His brows drew together as if he were trying to work out what she meant. “You dinnae believe me.”
“Oh, no, I do,” she countered. “Why wouldn’t I? I invented you and this place.” She grimaced. “Didn’t you leave me with a bigger guy last night? I mean, after I interrupted all those men drinking in that cathedral? Where’s Lightning Face?”
“I’m real, Kinley,” he said and took her hand. “Flesh, blood, bone, and no’ of your imagining.”
“It’s so authentic, the way you talk. I love the no’ thing.” She patted his cheek. “All you need is a kilt, and you’ll be the perfect highlander.”
He caught her hand and held it against his face. “What’s a kilt, then?”
Kinley felt another, more serious tremor of doubt. “A guy skirt. Oh, but since this is the middle ages, they’re not fashionable yet.” She tried to remember what Bridget had told her about Scotland, but his warm hand over hers was distracting. “Maybe we should, ah, get up.”
“I’m up already.” As his dark eyes searched her face, a shaft of s
unlight poured in from the window, gilding them both. “Kinley.”
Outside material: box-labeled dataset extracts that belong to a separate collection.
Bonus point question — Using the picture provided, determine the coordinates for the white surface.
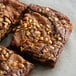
[1,0,76,76]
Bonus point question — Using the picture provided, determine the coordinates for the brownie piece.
[10,4,72,67]
[0,0,27,41]
[0,46,33,76]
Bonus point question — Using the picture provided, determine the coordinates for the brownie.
[10,4,72,67]
[0,0,27,41]
[0,46,33,76]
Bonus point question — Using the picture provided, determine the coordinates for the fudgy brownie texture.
[0,46,33,76]
[0,0,27,41]
[10,4,72,67]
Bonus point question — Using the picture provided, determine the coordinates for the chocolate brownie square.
[0,0,27,41]
[10,4,72,67]
[0,46,33,76]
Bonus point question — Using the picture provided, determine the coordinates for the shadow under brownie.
[10,4,72,67]
[0,0,27,41]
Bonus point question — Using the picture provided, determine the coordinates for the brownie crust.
[0,46,33,76]
[10,4,72,67]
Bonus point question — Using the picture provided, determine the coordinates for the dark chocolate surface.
[0,46,33,76]
[10,4,72,67]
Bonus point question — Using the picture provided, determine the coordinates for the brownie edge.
[0,46,34,76]
[10,4,72,67]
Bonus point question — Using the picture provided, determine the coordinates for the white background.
[1,0,76,76]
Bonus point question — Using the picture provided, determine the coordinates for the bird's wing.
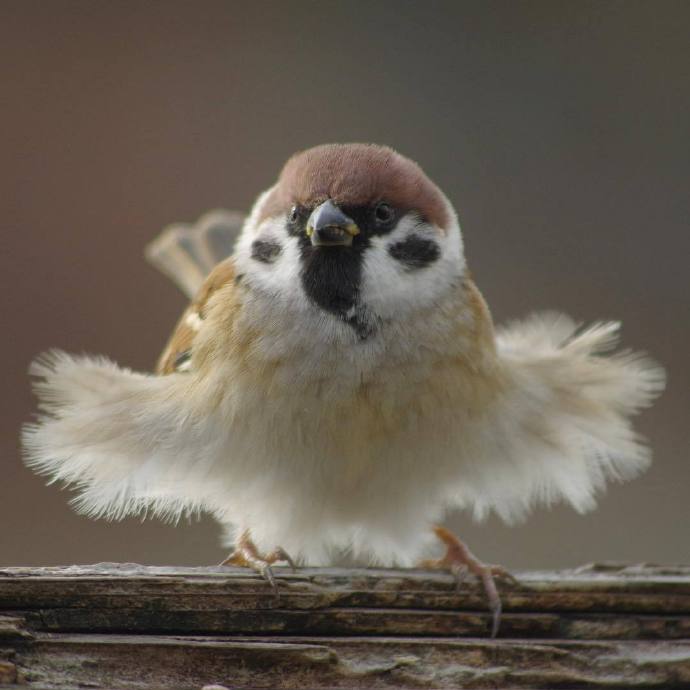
[22,259,242,519]
[156,258,235,374]
[453,313,665,522]
[145,210,245,299]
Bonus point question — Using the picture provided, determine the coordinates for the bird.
[22,143,665,636]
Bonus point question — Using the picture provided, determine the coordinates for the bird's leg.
[420,525,517,637]
[220,530,295,596]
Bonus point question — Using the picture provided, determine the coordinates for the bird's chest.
[220,346,472,504]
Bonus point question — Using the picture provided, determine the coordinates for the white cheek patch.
[235,212,300,297]
[361,208,465,319]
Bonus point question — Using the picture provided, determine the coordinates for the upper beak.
[307,199,359,247]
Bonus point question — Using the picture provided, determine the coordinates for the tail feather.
[22,352,223,519]
[145,210,244,299]
[448,314,665,522]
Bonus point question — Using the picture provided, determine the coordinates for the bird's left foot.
[419,525,517,637]
[220,530,295,598]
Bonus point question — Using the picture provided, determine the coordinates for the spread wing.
[156,258,235,374]
[145,210,245,299]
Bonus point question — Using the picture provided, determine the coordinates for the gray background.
[0,0,690,568]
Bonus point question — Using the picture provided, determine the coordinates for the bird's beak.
[307,199,359,247]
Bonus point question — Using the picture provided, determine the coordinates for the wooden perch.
[0,563,690,690]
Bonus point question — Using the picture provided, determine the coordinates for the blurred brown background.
[0,0,690,568]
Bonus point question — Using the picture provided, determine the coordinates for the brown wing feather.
[156,259,235,374]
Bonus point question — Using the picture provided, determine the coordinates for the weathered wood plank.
[0,564,690,690]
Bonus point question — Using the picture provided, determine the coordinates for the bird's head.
[236,144,465,338]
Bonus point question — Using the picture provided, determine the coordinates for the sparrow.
[23,144,664,635]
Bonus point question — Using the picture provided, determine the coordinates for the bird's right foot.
[220,530,295,598]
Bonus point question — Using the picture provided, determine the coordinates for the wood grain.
[0,563,690,689]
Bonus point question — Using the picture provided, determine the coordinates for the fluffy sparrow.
[23,144,664,634]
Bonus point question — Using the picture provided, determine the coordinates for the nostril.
[311,225,352,247]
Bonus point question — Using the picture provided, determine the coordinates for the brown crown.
[259,144,450,230]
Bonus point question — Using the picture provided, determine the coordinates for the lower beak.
[307,199,359,247]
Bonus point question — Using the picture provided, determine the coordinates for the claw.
[220,530,296,601]
[420,525,518,638]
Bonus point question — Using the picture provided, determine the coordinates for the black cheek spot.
[388,235,441,269]
[252,240,283,264]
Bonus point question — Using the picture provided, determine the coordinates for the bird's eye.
[374,201,395,225]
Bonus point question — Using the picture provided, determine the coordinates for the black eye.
[374,201,395,225]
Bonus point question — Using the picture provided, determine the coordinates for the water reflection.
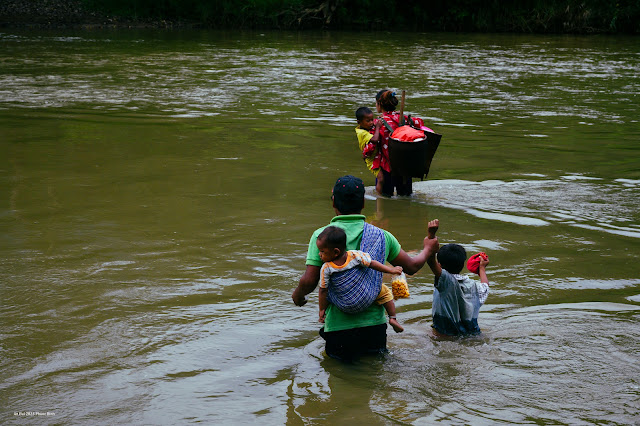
[0,32,640,424]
From the way he stared at her mouth she could guess what was about to happen. Then she saw how the light revealed all the colors of October in his eyes, from the amber starbursts around his pupils to the deep, rich bronze of his outer irises. His hair glinted as he bent down to her, falling in a dark curtain around her face.
His breath whispered across her lips, and then the touch of his mouth made it all real. His lips felt firm and soft all at once, and caressed hers until she opened for him. His hand slid under the back of her skull as he slanted his mouth over hers, and gave her his tongue.
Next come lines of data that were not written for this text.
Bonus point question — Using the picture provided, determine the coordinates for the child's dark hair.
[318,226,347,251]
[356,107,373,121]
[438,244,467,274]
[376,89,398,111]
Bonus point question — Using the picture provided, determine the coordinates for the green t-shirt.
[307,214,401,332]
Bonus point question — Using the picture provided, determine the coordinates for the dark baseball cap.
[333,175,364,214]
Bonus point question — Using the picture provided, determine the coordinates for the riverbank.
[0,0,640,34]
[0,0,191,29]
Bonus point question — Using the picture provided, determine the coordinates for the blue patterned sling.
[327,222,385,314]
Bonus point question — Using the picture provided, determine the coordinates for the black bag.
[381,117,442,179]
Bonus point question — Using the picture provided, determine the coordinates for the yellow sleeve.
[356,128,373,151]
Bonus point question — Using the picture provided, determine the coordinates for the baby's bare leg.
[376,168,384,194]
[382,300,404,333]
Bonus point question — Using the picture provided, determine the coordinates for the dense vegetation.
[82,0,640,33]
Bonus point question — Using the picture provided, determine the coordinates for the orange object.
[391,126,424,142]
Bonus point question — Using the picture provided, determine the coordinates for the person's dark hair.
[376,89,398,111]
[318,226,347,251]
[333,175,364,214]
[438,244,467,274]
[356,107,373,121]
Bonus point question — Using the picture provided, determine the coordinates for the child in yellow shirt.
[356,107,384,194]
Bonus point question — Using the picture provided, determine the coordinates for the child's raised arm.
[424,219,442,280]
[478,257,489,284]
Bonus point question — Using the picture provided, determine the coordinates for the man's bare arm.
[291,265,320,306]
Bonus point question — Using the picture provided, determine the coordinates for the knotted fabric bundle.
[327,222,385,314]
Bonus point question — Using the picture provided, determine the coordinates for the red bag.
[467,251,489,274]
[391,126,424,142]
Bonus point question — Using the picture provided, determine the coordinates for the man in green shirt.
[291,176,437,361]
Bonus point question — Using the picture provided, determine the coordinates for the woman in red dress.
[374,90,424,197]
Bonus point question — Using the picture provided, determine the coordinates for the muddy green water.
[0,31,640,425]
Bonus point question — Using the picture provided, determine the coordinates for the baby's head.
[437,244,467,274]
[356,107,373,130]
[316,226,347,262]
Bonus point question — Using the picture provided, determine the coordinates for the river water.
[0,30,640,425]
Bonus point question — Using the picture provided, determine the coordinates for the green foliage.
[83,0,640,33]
Her imaginary Scottish laird tasted of cinnamon and herbs, and the way he kissed made everything from her collarbones to her thighs go liquid. When she kissed him back, he easily drew her onto his lap, and she straddled his massive thighs. She could feel his muscles tightening, and her own hips pulsed forward. The scent of cool water grew so intense it seemed to stream through her now. He moved, and the hard ridge of his erection fit against her, long and thick.
Man, could she dream, or what?
He caught her lower lip between his teeth, slowly releasing it to end the kiss.
“What?” she breathed.
He buried his face in her hair, inhaling deeply, and then moved to do the same thing to her neck. Finally he met her gaze. “The smell of your hair, your skin. ’Tis like you’ve been bathed in sunlight.”
Kinley touched his mouth with her fingertips. “You like it?”
Lachlan dragged her up with him until they knelt together on the bed. The small gaps between their bodies disappeared as he splayed his big hands over her back and urged her closer for another kiss. She ran her palms up his chest and clung to his shoulders, her fingernails digging in to his resilient flesh as their mouths grew hungrier.
Yep. He liked it all right.
If she could just kiss him like this for the rest of eternity, it would be enough. But no, in another moment she’d be tearing off whatever he’d dressed her in and offering him whatever he wanted. Because suddenly it wasn’t enough.